El Congreso tiene una responsabilidad y larga tradición de vigilar al Ejecutivo y asegurar que esté cumpliendo con las leyes y la Constitución de EE.UU.. En el caso de la interferencia rusa, está abdicando esa responsabilidad en una forma que deja vulnerable a nuestra democracia.

Las Cortes y otros involucrados en nuestro sistema independiente de justicia han cumplido mucho mejor con su deber constitucional.

En los primeros días de la administración Trump, múltiples cortes frenaron el atentado inconstitucional de prohibir la entrada de visitantes de países de mayoría musulmana a EE.UU.. En días recientes, la Corte Suprema, con voto del magistrado Gorsuch, designado por el propio Presidente Trump, limitó la autoridad del gobierno de deportar inmigrantes indocumentados.

Varios fiscales y jueces de Nueva York avanzan en una investigación criminal contra uno de los asesores personales más cercanos al presidente —Michael Cohen— a pesar de críticas directas y publicas del mismo presidente.

El fiscal especial Mueller ha logrado que algunos altos funcionarios de la campaña y de la administración Trump acepten su culpabilidad y parece llevar su investigación de manera independiente, profesional y sin pasión, a pesar de los ataques casi diarios desde el entorno presidencial.

A las dos “instituciones” claves informales —la prensa y la sociedad civil— les ha ido aún mejor en salvaguardar la democracia estadounidense.

Los medios tradicionales, a pesar de los ataques diarios del presidente, mantienen un ritmo de investigación periodística casi sin precedente en la historia estadounidense, salvo los esfuerzos que contribuyeron a la única dimisión presidencial de nuestra historia: la de Richard Nixon en el caso Watergate.

Más importante aún, la sociedad civil estadounidense ha despertado.

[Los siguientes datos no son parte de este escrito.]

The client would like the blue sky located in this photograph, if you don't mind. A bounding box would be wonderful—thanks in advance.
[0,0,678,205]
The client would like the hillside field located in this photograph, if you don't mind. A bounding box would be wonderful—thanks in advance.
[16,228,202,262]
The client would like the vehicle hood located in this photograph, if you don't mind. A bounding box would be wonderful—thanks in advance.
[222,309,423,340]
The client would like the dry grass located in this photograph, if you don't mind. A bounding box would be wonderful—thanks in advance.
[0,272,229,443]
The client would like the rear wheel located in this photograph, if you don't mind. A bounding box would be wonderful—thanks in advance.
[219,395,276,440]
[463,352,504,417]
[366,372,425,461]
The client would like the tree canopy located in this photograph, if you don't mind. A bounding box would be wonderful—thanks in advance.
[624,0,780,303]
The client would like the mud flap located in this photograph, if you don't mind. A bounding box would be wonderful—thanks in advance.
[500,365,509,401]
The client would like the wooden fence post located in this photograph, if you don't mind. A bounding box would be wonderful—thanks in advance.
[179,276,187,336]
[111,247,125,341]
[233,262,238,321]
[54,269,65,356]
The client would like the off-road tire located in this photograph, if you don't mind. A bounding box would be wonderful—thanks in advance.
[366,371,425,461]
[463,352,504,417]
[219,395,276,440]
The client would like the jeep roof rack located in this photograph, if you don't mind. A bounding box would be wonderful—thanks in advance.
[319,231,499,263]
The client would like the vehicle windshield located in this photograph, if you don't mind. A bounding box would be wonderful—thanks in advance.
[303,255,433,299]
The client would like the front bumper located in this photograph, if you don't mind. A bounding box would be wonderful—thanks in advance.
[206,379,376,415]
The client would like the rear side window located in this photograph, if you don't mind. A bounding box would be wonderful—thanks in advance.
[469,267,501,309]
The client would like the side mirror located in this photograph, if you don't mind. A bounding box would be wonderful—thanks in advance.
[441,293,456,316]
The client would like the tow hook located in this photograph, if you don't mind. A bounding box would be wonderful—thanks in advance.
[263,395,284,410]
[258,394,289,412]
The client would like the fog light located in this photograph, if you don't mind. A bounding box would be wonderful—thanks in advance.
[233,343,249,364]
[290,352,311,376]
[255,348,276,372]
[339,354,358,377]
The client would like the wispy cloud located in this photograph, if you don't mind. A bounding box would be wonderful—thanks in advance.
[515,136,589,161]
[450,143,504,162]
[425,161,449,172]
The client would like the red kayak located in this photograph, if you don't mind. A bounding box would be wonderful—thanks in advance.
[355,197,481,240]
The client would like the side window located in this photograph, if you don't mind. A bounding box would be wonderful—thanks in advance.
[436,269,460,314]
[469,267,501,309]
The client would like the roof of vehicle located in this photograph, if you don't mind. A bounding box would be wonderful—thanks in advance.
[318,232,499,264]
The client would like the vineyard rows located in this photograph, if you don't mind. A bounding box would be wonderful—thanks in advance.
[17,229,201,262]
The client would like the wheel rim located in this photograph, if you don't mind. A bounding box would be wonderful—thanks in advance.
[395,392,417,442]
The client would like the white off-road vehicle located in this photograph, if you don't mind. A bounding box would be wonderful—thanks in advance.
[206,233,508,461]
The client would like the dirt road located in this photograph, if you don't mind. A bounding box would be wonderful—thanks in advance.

Desde la marcha de las mujeres el día después de la toma de posesión en enero de 2017 a la “Marcha por nuestras vidas” de jóvenes contra la violencia armada en marzo de 2018, hemos vistos las manifestaciones más grandes en la historia del país.

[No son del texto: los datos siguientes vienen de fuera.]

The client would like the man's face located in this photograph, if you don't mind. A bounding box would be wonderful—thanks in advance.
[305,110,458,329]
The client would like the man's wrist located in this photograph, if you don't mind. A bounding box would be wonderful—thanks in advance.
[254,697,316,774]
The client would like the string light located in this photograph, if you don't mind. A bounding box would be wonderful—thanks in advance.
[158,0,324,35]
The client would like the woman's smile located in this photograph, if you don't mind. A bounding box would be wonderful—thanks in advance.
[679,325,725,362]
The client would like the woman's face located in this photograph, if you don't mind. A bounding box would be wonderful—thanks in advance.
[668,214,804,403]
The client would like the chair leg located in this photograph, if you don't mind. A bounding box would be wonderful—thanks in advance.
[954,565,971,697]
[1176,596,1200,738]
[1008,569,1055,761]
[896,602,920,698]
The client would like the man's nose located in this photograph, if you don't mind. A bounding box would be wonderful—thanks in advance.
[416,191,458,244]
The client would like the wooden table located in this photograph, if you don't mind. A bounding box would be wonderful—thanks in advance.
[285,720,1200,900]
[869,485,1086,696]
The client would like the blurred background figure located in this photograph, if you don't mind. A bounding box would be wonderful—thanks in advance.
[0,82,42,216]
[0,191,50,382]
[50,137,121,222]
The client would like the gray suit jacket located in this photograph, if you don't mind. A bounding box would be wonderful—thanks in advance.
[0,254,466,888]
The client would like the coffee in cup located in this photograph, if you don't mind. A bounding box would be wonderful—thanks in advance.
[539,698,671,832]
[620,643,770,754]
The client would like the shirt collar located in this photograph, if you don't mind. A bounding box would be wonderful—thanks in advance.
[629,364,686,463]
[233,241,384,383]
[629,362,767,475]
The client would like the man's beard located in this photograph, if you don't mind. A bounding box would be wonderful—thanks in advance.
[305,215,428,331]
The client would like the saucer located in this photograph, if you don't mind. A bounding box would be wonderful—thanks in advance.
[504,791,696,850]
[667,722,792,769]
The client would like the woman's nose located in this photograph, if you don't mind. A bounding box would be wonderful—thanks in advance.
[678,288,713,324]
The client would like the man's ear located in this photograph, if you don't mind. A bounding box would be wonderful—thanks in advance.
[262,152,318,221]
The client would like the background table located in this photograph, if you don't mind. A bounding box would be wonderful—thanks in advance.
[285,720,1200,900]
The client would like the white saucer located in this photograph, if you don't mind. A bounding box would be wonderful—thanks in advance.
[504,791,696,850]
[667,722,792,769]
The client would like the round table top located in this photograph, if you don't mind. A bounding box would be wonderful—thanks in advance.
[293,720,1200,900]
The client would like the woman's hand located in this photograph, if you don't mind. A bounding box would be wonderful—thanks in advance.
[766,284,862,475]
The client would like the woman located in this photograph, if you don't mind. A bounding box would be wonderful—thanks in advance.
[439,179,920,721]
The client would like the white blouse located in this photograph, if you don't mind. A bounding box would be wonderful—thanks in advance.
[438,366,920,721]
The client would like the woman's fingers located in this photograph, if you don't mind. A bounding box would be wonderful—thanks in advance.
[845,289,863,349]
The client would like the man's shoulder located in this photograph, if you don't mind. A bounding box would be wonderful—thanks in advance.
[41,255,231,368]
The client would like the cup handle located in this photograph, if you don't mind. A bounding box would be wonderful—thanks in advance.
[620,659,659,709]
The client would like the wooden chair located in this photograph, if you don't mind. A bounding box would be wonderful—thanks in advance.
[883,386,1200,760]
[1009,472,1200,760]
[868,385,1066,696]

Tribunales, prensa, y sociedad civil son necesarias pero insuficientes para proteger nuestra democracia. Los políticos, y en particular los que mandan en el Congreso necesitan cumplir sus deberes constitucionales.

La buena noticia es que si no lo hacen es probable que otra herramienta de la democracia –las elecciones y, en este caso, las intermedias de noviembre– servirán para despertar ese instrumento fundamental.